Sitôt entré, le premier moutardier salua d’un air galant, et se dirigea vers le haut
perron, où le Pape l’attendait pour lui remettre les insignes de son grade : la cuiller
de buis jaune et l’habit de safran. La mule était au bas de l’escalier, toute harnachée
et prête à partir pour la vigne… Quand il passa près d’elle, Tistet Védène eut
un bon sourire et s’arrêta pour lui donner deux ou trois petites tapes amicales sur le
dos, en regardant du coin de l’œil si le Pape le voyait. La position était bonne…
La mule prit son élan :
— Tiens ! attrape, bandit ! Voilà sept ans que je te le garde !
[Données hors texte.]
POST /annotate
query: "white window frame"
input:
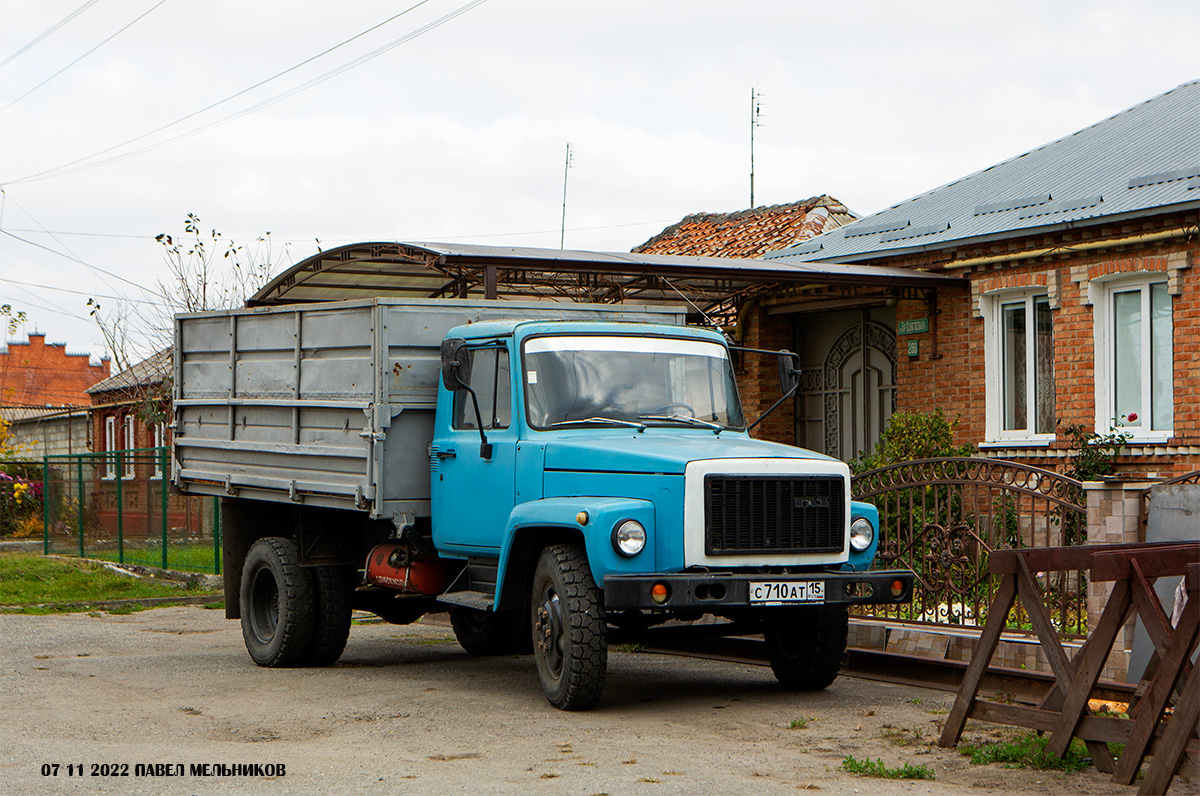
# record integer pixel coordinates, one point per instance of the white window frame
(991, 309)
(109, 447)
(130, 464)
(1101, 293)
(160, 434)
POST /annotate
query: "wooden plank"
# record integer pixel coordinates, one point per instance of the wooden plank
(997, 618)
(1035, 606)
(1151, 711)
(1089, 664)
(1155, 562)
(1101, 730)
(1003, 562)
(1169, 752)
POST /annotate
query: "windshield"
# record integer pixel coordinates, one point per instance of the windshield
(640, 381)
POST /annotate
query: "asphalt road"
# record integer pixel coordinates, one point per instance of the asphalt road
(407, 711)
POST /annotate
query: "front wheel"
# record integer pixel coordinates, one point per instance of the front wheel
(805, 645)
(569, 636)
(276, 604)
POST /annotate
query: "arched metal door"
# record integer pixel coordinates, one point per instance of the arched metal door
(845, 404)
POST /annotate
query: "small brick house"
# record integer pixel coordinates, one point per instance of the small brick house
(750, 234)
(36, 373)
(1081, 307)
(130, 411)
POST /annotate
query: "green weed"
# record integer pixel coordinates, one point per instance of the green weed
(876, 768)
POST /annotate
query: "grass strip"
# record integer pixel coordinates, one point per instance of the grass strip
(876, 768)
(31, 584)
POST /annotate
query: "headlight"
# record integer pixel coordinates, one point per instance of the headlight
(629, 538)
(862, 534)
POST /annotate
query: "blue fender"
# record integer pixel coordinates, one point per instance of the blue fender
(604, 515)
(863, 561)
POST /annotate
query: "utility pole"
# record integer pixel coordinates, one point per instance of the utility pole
(755, 112)
(567, 166)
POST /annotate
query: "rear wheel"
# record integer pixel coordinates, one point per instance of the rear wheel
(333, 593)
(277, 606)
(489, 633)
(569, 635)
(805, 645)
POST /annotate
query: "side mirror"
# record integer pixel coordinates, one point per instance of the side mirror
(455, 364)
(789, 371)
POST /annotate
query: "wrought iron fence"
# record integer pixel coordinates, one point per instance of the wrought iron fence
(942, 518)
(119, 507)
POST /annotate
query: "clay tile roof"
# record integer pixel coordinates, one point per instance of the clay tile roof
(749, 233)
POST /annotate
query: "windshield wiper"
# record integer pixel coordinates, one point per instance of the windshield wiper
(616, 422)
(683, 418)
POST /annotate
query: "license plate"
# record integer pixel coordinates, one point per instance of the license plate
(781, 592)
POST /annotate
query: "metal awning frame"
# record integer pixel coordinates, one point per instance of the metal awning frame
(461, 270)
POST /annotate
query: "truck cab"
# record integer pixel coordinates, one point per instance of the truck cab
(613, 462)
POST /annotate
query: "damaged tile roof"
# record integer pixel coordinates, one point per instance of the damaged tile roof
(749, 233)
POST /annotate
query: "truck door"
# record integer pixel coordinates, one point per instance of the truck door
(473, 496)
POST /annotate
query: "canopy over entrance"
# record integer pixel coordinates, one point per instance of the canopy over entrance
(461, 270)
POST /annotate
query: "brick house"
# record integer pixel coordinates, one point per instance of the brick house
(1083, 305)
(750, 234)
(35, 373)
(130, 411)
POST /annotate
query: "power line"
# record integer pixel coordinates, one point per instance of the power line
(37, 40)
(83, 162)
(136, 21)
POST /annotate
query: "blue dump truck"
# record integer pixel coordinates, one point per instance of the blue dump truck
(553, 476)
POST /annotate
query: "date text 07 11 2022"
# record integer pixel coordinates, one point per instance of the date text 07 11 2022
(165, 770)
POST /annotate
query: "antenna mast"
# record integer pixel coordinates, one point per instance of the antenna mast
(755, 112)
(567, 166)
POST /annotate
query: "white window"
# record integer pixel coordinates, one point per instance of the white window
(159, 432)
(1019, 363)
(129, 447)
(1134, 357)
(109, 447)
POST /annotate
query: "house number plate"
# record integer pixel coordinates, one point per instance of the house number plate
(781, 592)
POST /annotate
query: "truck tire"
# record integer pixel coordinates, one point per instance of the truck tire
(276, 604)
(805, 645)
(569, 633)
(333, 592)
(487, 633)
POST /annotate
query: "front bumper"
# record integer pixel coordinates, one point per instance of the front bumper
(715, 591)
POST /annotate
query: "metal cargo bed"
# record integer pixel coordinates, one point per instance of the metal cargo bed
(328, 404)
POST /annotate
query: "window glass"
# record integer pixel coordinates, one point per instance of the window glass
(1014, 383)
(1127, 355)
(1025, 346)
(490, 377)
(1161, 355)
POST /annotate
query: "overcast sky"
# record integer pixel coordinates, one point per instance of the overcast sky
(456, 129)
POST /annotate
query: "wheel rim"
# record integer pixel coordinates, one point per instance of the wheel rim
(550, 632)
(264, 612)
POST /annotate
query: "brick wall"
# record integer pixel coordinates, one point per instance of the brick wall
(759, 373)
(949, 370)
(35, 373)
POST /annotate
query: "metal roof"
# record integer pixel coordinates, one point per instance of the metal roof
(459, 270)
(1143, 161)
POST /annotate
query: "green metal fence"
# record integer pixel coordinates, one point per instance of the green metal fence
(119, 507)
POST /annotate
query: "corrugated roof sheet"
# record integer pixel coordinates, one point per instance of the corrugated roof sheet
(444, 270)
(151, 370)
(1139, 162)
(749, 233)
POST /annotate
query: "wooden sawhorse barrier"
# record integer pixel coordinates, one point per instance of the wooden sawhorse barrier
(1063, 708)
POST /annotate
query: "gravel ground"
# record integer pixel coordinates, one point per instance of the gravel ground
(406, 711)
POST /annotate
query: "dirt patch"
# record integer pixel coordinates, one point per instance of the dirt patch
(408, 711)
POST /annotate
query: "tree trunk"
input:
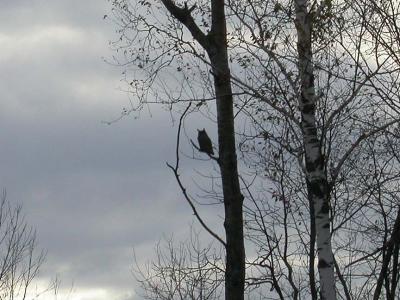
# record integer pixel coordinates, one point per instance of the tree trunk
(215, 43)
(317, 184)
(233, 199)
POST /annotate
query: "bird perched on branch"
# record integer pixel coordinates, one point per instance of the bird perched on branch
(205, 143)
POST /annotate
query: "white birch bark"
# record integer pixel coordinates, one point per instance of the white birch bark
(318, 191)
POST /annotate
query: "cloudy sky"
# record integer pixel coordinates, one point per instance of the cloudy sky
(93, 192)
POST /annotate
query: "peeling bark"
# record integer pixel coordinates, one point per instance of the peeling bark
(317, 184)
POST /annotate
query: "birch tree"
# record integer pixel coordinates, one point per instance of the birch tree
(311, 100)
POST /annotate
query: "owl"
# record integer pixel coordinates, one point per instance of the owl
(205, 143)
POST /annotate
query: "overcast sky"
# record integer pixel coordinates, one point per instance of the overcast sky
(93, 192)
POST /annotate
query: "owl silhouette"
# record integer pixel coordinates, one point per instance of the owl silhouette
(205, 143)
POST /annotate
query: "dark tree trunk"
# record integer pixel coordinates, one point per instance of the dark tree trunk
(215, 43)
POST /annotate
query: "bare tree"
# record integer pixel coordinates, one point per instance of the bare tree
(19, 260)
(302, 73)
(212, 41)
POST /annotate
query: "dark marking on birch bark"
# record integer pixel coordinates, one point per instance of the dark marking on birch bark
(322, 264)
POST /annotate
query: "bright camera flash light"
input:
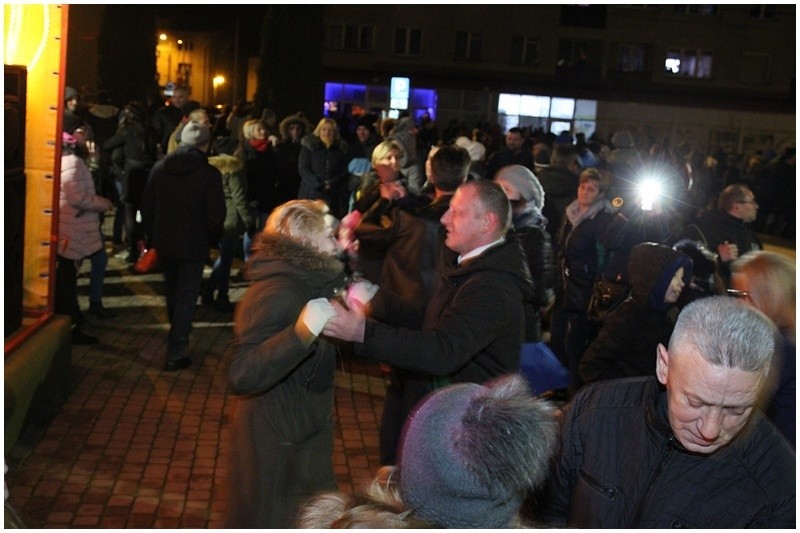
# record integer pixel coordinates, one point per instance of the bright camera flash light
(649, 190)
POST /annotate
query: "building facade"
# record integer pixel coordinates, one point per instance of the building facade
(706, 74)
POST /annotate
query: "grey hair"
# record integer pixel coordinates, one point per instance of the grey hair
(298, 219)
(727, 333)
(493, 198)
(381, 506)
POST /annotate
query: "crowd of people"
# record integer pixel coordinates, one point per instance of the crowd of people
(438, 255)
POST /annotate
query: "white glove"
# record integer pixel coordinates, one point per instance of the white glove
(361, 291)
(316, 314)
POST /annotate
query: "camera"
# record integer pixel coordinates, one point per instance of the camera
(649, 191)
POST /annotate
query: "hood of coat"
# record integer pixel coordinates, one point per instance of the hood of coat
(275, 254)
(185, 161)
(283, 127)
(650, 270)
(104, 111)
(506, 259)
(226, 164)
(312, 142)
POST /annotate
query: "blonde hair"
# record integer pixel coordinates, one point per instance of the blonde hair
(325, 121)
(383, 149)
(771, 285)
(380, 507)
(298, 219)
Et elle vous lui détacha un coup de sabot si terrible, si terrible, que de Pampérigouste
même on en vit la fumée, un tourbillon de fumée blonde où voltigeait une plume d’ibis
; tout ce qui restait de l’infortuné Tistet Védène !…
Les coups de pied de mule ne sont pas aussi foudroyants d’ordinaire ; mais celle-ci
était une mule papale ; et puis, pensez donc ! elle le lui gardait depuis sept ans… Il
n’y a pas de plus bel exemple de rancune ecclésiastique.